Afghan forces fight for Kunduz
Backed by a US airstrike, Afghan forces have begun a mission to retake the northern city of Kunduz. Government forces regrouped at Kunduz's outlying airport ahead of Tuesday's counteroffensive. The fall of Kunduz, the provincial capital and home to about 300,000 people on the northern border with Tajikistan, sent panicked residents fleeing and dealt a major blow to Afghanistan's NATO-trained security forces.
"Reinforcements have been deployed to the city," regional police spokesman Sayed Sarwar Hussaini said on Tuesday. "We have retaken the provincial police department and provincial prison," he added.
On Monday, Taliban fighters seized the provincial governor's office in one of the group's biggest territorial gains since being ousted by US-led forces 14 years ago. The stunning assault came a day before President Ashraf Ghani's unity government marked its first anniversary, and looks set to further complicate efforts to resume stalled peace negotiations.
Controlled by German troops from 2003 to 2013, Kunduz has become the least secure of Afghanistan's northern provinces. Clashes escalated in intensity and number beginning in 2007. In 2009, the German commander ordered an airstrike on tanker trucks captured by the Taliban.
The attack killed about 100 people, half of them reportedly civilians siphoning fuel from the trucks. In April 2010, three German soldiers died in a Taliban ambush, the worst losses the Bundeswehr had seen since its inception in 1953. Later that month, a roadside bomb killed another four German soldiers.

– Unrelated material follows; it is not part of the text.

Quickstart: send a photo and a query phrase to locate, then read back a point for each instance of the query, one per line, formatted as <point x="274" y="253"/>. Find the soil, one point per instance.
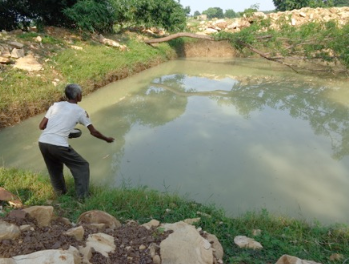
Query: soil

'Guerrilla-style low-intensity warfare'
At the UN General Assembly on Monday, chief executive Abdullah Abdullah, who rules alongside Ghani in Afghanistan's power-sharing government, called on Pakistan to keep its promise to crack down on groups carrying out cross-border attacks. Abdullah alleged that some fighters in Monday's Taliban attack had come from abroad.
"We call on Pakistan to do what its leadership promised to us a few months ago when they agreed to crack down on known terror outfits," Abdullah told the General Assembly on Monday. He added that without external support "this guerrilla-style low intensity warfare would have been history by now."
Abdullah expressed optimism, however, that the insurgency would lose in the long run. "These attempts will eventually fail to subdue us," he told the General Assembly.
The UN reported that civilian casualties in combat reached a new high in Afghanistan during the first half of 2015.